The harmonic-geometric mean inequality is defined as follows $$ \frac{n}{\sum_{i=1}^n \frac{1}{x_i}} \leq (\Pi_{i=1}^{n}x_i)^{\frac{1}{n}}\tag{1} $$
Given the following linear programming problem
$$ \min \sum_{i=1}^n \frac{1}{x_i}\\ \begin{align} \text{s.t} \,\,\,\,\,\,\,& \Pi_{i=1}^{n}x_i=1\\ &x\geq0 \end{align} $$ where $x \in \mathbb{R}^n$. If we set up KKT conditions, we end up with $x =[1, \cdots, 1]^{\top}$ as the optimal point of the optimization. Hence the minimum value is $n$.

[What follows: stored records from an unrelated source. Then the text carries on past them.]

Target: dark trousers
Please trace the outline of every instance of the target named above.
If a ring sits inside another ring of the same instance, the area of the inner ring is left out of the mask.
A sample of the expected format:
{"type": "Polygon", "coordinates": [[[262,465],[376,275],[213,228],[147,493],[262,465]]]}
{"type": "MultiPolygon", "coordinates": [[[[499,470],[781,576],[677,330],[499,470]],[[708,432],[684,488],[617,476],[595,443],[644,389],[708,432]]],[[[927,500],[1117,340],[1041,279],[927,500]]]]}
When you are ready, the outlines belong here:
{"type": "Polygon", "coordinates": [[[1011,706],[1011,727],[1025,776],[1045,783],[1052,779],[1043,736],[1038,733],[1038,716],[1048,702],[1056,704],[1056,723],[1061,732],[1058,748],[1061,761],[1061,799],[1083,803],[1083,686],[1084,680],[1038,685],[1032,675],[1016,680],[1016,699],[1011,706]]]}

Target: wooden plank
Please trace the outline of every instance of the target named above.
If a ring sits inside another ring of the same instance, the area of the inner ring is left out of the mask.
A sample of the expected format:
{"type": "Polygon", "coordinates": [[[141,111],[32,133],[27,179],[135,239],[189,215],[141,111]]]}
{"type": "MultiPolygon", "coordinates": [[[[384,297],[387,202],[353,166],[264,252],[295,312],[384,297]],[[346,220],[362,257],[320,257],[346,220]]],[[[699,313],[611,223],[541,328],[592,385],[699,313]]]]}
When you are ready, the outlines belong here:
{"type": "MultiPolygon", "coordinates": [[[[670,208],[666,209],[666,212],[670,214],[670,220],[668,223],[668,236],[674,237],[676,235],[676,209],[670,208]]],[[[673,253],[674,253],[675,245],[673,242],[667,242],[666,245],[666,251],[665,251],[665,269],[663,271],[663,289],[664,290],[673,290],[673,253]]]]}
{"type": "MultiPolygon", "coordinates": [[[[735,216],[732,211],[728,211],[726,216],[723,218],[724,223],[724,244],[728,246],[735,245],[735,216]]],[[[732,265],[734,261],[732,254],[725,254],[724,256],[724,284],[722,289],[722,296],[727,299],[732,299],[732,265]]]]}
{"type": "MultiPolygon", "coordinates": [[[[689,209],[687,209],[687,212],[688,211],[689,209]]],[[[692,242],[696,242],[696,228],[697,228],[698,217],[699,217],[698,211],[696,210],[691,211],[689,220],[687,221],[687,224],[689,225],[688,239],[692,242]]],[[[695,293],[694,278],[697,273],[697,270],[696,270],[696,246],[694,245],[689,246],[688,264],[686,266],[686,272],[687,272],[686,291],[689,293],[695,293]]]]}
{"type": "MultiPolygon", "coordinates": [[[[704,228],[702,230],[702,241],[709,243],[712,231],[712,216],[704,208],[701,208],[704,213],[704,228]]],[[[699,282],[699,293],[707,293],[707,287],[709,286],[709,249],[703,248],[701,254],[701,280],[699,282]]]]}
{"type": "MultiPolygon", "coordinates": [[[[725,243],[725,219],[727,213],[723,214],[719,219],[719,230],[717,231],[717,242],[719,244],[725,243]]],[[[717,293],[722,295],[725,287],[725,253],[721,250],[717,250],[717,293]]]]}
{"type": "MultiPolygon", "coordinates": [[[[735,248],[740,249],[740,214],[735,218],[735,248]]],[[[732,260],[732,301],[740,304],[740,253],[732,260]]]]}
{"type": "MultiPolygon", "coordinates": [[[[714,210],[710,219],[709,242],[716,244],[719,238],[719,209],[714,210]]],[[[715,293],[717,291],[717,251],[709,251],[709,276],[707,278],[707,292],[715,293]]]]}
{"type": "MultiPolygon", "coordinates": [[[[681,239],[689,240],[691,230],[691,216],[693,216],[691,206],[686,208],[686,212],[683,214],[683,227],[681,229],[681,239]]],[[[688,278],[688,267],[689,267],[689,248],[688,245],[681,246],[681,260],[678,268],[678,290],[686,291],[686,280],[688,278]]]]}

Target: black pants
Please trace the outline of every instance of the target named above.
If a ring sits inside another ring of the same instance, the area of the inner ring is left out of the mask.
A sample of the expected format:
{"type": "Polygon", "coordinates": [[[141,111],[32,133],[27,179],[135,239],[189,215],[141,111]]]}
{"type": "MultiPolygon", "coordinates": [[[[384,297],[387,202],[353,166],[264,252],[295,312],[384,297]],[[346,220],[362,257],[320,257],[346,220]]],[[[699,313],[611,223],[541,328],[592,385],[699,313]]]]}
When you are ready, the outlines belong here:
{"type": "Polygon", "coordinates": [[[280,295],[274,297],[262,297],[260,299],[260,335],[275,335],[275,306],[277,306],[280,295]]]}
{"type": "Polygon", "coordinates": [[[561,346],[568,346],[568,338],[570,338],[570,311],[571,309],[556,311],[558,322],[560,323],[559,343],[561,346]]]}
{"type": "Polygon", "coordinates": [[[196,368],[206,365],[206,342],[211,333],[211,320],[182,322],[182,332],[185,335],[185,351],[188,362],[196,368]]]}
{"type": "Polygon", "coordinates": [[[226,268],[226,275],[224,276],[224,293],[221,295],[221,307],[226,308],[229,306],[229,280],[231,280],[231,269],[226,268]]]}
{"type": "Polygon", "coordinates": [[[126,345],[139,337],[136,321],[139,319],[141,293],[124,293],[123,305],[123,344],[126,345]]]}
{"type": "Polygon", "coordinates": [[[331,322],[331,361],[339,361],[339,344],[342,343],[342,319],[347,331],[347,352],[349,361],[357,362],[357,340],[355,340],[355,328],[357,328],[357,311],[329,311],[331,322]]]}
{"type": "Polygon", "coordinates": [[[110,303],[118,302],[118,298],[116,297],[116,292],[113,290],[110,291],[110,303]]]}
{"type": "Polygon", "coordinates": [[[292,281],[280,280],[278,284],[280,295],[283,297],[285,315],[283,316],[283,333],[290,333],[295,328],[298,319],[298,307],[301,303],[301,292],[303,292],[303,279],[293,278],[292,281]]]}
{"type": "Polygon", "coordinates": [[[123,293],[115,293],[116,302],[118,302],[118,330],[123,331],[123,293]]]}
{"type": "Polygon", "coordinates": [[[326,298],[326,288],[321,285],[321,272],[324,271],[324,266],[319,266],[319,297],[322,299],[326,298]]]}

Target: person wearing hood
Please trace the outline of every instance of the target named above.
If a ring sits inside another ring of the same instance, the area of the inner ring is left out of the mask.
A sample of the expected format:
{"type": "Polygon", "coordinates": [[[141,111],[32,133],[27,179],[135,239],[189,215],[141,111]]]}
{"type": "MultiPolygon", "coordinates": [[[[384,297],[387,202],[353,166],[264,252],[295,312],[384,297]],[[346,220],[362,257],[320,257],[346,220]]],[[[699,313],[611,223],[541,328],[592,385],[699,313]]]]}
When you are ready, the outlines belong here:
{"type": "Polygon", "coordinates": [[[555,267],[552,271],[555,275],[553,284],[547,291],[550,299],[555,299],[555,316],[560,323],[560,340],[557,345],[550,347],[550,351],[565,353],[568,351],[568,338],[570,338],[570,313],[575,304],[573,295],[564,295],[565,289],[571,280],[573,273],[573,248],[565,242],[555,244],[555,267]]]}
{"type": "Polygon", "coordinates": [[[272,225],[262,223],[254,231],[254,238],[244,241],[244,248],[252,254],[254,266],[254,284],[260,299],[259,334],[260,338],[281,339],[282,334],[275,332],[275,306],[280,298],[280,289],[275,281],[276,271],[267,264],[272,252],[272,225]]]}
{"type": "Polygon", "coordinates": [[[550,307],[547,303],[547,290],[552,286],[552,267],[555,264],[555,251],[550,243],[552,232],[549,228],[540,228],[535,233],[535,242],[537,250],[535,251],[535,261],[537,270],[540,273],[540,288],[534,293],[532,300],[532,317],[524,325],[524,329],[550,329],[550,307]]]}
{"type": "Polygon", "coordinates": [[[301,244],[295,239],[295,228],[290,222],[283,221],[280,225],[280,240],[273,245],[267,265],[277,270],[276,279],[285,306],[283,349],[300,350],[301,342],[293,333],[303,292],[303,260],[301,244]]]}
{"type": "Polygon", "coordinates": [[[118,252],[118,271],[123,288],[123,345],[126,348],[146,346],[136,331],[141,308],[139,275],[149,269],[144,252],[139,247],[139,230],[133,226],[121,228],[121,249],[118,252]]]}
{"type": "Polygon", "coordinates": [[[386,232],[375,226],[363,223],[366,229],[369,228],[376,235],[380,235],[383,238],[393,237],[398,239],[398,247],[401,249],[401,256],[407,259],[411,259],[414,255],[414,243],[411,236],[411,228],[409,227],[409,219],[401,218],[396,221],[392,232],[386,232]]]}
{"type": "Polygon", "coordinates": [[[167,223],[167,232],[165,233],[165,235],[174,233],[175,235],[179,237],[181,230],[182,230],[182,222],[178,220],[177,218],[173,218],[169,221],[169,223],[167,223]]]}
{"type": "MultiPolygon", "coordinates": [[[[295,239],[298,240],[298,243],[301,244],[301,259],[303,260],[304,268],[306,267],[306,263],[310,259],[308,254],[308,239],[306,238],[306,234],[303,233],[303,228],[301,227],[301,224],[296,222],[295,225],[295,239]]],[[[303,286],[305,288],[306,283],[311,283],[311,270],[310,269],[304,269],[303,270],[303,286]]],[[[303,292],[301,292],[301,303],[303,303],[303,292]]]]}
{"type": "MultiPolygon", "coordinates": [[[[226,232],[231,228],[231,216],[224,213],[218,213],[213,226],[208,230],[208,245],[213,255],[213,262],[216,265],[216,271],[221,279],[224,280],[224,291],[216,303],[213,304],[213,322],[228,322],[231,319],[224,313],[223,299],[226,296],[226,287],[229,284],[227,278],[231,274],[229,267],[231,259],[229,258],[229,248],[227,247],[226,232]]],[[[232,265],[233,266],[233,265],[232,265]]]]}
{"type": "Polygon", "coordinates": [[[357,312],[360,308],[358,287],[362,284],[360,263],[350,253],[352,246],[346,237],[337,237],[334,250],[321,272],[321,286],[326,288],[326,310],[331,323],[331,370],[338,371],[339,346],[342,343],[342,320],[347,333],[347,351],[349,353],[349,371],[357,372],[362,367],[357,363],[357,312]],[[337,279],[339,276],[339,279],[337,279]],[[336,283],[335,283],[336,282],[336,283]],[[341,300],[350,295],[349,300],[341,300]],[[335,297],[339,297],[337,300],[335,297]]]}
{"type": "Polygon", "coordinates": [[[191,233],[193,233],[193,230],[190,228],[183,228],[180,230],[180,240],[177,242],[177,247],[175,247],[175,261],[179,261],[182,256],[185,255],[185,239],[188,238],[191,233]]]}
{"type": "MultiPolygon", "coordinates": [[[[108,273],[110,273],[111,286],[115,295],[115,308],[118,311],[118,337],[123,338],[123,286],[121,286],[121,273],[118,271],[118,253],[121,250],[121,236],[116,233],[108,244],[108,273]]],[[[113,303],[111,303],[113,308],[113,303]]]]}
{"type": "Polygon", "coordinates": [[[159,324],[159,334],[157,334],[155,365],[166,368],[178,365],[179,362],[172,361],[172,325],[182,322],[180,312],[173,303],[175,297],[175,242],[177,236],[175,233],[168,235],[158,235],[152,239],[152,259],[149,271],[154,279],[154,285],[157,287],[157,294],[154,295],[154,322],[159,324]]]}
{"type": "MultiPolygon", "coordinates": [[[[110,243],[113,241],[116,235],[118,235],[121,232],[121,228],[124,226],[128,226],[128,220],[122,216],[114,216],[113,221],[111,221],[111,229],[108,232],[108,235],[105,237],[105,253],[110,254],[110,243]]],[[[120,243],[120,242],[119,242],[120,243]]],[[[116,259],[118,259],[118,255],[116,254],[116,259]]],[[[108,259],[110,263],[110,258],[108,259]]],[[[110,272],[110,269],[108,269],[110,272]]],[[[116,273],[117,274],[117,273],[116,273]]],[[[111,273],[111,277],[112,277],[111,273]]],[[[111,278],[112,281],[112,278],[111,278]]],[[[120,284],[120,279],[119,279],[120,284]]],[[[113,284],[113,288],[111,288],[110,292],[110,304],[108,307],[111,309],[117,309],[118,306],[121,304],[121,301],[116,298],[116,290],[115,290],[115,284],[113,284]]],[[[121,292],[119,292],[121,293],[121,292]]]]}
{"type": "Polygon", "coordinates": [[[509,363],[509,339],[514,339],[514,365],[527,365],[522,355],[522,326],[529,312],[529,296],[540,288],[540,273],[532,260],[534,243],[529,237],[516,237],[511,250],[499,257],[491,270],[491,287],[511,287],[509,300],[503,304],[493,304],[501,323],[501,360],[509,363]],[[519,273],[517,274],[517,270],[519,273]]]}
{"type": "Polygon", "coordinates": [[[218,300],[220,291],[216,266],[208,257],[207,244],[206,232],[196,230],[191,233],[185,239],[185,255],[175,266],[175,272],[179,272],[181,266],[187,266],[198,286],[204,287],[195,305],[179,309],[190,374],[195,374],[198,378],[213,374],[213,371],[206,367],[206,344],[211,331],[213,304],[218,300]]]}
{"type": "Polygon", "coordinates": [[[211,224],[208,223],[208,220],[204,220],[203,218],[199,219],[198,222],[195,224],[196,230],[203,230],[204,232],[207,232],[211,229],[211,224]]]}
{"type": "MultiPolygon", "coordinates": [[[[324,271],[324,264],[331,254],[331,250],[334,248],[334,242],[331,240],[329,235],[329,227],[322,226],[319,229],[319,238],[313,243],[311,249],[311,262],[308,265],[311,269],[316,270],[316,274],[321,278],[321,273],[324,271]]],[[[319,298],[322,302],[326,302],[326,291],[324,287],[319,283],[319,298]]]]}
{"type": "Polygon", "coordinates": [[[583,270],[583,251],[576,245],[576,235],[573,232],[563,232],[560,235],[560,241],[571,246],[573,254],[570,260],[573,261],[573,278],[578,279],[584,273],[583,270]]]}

Question: using the above result how we can prove $(1)$?
Suppose we have $y_1, \ldots, y_n > 0.$ Define $P = \prod_{i=1}^n y_i$ and $x_i = y_i \cdot P^{-1/n}.$ Then $x_i \geq 0$ and $\prod_{i=1}^n x_i = 1$ so by the result of the optimization problem we have
$$ \sum_{i=1}^n \frac{1}{x_i} \geq n$$
Since $x_i = y_i \cdot P^{-1/n}$ we have
$$\sum_{i=1}^n \frac{P^{1/n}}{y_i} \geq n$$
which rearranges to $$\frac{n}{\sum_{i=1}^n \frac{1}{y_i}} \leq P^{1/n}$$ as required.